Mais rien n’est acquis. Malgré la large approbation des Chambres fédérales, un comité référendaire «Non à ce droit de l’adoption» veut que le peuple se prononce. Il va s’engager pour «que la parentalité d’un père et d’une mère ne soit pas affaiblie par ce nouveau droit de l’adoption». Il estime que la «quasi-invitation à la commande de mères porteuses à l’étranger par des couples de même sexe ne peut pas être acceptée sans être contestée».

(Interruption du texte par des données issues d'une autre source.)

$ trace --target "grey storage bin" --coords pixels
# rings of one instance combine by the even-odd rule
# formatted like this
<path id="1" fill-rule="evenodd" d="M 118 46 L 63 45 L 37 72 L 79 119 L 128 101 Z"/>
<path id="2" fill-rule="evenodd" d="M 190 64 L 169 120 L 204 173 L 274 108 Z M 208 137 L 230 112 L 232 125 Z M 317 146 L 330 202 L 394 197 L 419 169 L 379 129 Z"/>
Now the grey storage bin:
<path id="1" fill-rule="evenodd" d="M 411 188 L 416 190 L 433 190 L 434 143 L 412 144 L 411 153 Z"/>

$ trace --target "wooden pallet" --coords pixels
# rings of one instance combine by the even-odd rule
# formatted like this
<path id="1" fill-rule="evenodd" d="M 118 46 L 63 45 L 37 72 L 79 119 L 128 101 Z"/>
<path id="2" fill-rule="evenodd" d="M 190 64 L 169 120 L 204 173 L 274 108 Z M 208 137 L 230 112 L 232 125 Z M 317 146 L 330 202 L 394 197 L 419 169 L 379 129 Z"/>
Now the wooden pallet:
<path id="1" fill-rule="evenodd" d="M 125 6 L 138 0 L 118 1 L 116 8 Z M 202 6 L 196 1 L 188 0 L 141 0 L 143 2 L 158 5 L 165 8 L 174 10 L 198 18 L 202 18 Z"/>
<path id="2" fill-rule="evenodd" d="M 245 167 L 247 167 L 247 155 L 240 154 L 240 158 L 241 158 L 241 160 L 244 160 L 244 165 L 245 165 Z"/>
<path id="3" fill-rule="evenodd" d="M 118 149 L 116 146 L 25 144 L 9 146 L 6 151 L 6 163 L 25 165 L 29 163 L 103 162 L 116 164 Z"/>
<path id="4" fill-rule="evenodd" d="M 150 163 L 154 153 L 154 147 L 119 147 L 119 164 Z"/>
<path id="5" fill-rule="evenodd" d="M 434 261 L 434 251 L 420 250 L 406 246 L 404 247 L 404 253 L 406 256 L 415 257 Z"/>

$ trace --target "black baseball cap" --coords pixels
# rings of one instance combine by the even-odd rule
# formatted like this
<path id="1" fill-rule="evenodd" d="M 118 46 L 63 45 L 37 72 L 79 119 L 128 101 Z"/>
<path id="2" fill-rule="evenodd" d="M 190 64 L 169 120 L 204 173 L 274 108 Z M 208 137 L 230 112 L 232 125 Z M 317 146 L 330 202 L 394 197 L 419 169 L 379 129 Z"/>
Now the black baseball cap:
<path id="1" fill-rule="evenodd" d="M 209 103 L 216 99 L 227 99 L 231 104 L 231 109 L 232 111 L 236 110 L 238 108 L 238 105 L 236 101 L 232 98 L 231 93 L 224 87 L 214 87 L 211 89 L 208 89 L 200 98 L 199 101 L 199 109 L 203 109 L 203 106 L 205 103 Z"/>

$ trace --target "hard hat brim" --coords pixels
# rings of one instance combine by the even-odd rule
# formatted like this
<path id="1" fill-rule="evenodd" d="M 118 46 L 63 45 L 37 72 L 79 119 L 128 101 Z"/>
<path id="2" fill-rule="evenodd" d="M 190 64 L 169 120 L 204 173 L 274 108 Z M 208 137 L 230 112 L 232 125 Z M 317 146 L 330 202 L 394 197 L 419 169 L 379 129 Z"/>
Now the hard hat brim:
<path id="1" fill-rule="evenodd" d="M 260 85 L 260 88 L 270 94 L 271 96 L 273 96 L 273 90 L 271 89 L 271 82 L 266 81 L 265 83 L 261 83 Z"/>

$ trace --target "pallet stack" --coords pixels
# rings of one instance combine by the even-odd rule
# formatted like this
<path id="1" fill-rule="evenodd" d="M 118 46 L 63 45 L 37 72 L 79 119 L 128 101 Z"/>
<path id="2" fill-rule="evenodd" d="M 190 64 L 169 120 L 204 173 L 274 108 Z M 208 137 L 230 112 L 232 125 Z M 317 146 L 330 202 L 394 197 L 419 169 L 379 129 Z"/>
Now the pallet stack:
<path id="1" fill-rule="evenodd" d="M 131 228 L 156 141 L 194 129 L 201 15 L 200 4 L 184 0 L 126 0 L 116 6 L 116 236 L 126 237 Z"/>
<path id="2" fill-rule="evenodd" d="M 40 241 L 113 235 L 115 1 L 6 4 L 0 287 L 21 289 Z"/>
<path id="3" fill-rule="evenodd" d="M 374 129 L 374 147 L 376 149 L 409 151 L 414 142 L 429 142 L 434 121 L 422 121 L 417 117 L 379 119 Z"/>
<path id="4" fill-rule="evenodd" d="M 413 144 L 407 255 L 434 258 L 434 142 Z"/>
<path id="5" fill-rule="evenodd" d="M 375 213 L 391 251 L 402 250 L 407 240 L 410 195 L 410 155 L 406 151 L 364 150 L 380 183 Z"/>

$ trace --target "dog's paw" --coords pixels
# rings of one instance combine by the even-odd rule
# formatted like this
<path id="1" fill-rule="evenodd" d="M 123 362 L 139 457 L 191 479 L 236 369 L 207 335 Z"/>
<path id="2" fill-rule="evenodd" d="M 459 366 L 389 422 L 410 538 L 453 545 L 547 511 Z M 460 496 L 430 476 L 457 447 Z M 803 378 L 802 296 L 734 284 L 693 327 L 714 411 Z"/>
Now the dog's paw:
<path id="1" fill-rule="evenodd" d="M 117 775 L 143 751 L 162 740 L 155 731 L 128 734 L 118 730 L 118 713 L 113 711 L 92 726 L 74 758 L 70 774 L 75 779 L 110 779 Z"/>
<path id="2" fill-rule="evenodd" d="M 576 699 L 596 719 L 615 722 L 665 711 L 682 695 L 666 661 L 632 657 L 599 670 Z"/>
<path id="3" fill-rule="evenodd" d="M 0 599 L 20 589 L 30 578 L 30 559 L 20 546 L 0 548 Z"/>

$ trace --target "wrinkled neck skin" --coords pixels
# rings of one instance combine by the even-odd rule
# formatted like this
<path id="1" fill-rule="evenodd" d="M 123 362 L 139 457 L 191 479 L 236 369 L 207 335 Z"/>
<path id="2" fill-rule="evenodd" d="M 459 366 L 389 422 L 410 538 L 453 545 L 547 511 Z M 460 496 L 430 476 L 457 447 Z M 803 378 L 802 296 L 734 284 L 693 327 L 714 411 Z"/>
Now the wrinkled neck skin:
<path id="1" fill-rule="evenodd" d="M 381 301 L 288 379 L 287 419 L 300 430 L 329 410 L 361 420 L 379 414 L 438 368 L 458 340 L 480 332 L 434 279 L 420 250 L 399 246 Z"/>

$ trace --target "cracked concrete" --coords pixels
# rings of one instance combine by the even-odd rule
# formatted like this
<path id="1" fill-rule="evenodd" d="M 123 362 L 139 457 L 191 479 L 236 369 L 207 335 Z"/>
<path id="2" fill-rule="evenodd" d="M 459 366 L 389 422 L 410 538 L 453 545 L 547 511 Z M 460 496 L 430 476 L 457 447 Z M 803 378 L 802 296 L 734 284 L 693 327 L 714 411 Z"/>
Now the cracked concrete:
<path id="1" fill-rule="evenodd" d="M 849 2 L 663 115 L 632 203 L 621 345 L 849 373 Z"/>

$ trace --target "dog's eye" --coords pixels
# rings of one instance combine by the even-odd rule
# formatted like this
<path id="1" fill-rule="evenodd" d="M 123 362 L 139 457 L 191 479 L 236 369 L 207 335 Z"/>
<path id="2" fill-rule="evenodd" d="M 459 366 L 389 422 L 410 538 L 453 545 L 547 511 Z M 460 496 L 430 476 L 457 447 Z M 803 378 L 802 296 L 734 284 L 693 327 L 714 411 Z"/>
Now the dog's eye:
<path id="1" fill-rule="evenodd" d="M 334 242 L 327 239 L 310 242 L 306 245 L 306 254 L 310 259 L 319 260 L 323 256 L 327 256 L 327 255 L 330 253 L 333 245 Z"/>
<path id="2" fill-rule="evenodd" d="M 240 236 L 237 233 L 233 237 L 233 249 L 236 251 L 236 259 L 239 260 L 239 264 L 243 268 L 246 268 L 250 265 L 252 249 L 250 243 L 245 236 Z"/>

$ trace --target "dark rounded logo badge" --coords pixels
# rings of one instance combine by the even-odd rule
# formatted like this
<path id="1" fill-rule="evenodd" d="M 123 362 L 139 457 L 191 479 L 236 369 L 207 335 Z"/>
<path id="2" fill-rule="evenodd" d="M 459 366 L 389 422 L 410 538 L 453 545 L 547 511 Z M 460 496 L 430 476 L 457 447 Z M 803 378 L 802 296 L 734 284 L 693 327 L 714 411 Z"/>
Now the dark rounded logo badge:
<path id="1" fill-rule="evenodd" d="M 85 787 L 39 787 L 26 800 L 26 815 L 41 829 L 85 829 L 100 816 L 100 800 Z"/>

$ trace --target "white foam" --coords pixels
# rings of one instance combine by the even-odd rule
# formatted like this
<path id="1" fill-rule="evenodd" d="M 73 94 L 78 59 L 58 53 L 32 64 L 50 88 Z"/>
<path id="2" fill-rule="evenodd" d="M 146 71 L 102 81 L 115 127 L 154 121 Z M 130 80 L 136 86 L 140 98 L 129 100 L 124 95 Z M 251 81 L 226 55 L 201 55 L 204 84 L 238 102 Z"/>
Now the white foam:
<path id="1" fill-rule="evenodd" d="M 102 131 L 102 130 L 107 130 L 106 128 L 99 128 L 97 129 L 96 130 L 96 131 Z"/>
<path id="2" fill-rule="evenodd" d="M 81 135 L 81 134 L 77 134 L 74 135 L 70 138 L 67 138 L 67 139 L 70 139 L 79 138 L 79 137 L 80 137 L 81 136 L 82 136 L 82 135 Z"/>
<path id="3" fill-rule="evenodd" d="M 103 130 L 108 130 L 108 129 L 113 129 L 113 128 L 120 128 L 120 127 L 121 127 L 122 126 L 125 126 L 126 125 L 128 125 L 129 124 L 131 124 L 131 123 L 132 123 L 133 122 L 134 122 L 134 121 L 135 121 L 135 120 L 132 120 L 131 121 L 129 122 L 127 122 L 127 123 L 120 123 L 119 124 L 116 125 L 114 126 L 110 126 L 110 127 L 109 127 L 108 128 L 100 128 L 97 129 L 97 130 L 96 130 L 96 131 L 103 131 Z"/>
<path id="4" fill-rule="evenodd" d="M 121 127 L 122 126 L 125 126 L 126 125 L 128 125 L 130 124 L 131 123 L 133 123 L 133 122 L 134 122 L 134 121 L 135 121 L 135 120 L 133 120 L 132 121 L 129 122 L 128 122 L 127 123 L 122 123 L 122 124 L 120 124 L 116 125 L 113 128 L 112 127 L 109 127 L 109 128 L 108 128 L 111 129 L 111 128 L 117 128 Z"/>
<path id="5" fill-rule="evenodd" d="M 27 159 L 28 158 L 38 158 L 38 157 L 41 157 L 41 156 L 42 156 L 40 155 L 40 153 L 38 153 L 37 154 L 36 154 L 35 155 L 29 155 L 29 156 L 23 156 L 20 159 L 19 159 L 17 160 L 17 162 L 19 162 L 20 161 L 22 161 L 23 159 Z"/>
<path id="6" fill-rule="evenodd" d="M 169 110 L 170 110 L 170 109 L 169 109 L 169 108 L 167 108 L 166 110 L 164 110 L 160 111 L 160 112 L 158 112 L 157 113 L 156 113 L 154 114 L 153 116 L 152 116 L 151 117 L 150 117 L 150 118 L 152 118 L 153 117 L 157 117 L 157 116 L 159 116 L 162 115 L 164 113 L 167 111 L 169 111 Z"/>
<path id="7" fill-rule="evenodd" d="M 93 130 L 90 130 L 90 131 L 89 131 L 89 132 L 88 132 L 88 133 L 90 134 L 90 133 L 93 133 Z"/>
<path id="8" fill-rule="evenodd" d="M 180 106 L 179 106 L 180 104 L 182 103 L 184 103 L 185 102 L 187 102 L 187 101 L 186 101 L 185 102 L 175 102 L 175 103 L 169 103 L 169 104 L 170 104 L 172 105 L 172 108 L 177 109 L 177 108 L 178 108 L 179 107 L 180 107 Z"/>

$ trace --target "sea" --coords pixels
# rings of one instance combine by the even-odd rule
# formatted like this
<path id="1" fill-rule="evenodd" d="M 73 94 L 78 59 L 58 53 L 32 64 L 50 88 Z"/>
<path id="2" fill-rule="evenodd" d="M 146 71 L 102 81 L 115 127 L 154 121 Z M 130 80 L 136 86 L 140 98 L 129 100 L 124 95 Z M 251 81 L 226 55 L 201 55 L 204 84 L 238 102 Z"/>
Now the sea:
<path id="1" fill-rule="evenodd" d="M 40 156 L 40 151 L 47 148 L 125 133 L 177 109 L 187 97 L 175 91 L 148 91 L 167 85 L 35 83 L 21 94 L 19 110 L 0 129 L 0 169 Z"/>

Jeune UDC valaisan, Jean-Philippe Gay-Fraret copréside ce comité interpartis et interconfessionnel. Il indique que plusieurs parlementaires en sont déjà membres, dont les conseillers nationaux UDC Jean-Luc Addor (VS), Yves Nidegger (GE) et le conseiller aux Etats UDC Peter Föhn (SZ). Du côté du PDC, le Tessinois Marco Romano s’est aussi engagé. «La liste du comité est presque définitive. D’autres PDC hésitent encore», explique Jean-Philippe Gay-Fraret qui souhaite que la coalition soit la plus large possible. Ainsi, différentes organisations comme l’Association des Médecins catholiques suisses, la Fondation Futur CH et le Mouvement Chrétien Conservateur valaisan soutiendront aussi le référendum, selon Jean-Philippe Gay-Fraret. Dès publication de la décision du parlement dans la Feuille fédérale, les référendaires ont 100 jours pour récolter 50 000 signatures.